Der Kölner Dom, die Altstadt Bamberg – und nun Hamm? Mit sechs Objekten kann die Lippestadt Teil des Unesco-Weltkulturerbes werden.

Hamm – „Der Einsatz industrieller Technologien und Infrastrukturen steht beispielhaft für die Weltengemeinschaft“, heißt es in dem Beschlussentwurf der Verwaltung, der am 14. Dezember im Hauptausschuss zur Diskussion steht. Und in der dazugehörigen Broschüre der Industriedenkmal-Stiftung wird präzisiert: „Die Industrielle Kulturlandschaft Ruhrgebiet ist ein außergewöhnliches Zeugnis für die einschneidende Epoche der großmaßstäblichen Schwerindustrie in Kontinentaleuropa zwischen den 1850er und 1950er Jahren.“ Genau daran haben Objekte in Hamm ihren Anteil.

Bei der Auswahl der Standorte handelt es sich um einen langwierigen Prozess, der bereits im Jahr 2011 begonnen hat. Seitdem hat die Stiftung Industriedenkmalpflege und Geschichtskultur die Projektleitung übernommen und die „Erklärung zum Außergewöhnlichen universellen Wert“ erarbeitet, die als Leitbild für die Antragstellung bei der Unesco erforderlich ist. Erst jetzt ist laut Beschlussvorlage ein Status erreicht, der es möglich mache, dass das Land NRW den Antrag im kommenden Jahr stellt. Das werde die Landesregierung aber nur tun, wenn alle betroffenen Gemeinden im Welterbeantrag ihr Interesse verbindlich bekunden.
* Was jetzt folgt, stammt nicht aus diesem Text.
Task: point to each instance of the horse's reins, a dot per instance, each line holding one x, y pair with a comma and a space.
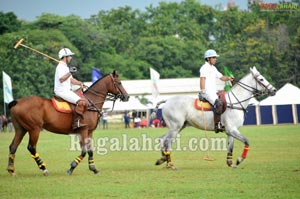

Weltkulturerbe in Hamm? Bergbau hat die Stadt stark geprägt

Speziell für Hamm gilt hinsichtlich des Antrags, dass die Entwicklung der Stadt untrennbar mit dem Bergbau verbunden ist. „Er hat die Stadt stark geprägt und ist auch heute noch im siedlungskulturellen sowie im landschaftsprägenden Sinne überall sichtbar.“ Das gelte auch für die Auswirkungen der Transportwege Schiene und Wasser. Das Welterbe-Komitee der Unesco hat insgesamt zehn Kriterien aufgestellt, nach denen entschieden wird, ob „ein Gut als von außergewöhnlichem universellem Wert“ eingestuft werden kann. Eines oder möglichst mehrere Kriterien treffen laut Stiftung auf die Vorschläge für Hamm zu.

Die Objekte sollen...

  • für einen Zeitraum einen bedeutenden Schnittpunkt menschlicher Werte in Bezug auf Entwicklung der Architektur oder Technik, des Städtebaus oder der Landschaftsgestaltung aufzeigen,
  • ein hervorragendes Beispiel eines Typus von Gebäuden, architektonischen oder technologischen Ensembles oder Landschaften darstellen, die einen oder mehrere bedeutsame Abschnitte der Menschheitsgeschichte versinnbildlichen,
  • ein hervorragendes Beispiel einer überlieferten menschlichen Siedlungsform oder Bodennutzung darstellen, die für eine Kultur typisch ist, oder für die Wechselwirkung zwischen Mensch und Umwelt - insbesondere, wenn diese unter dem Druck unaufhaltsamen Wandels vom Untergang bedroht wird.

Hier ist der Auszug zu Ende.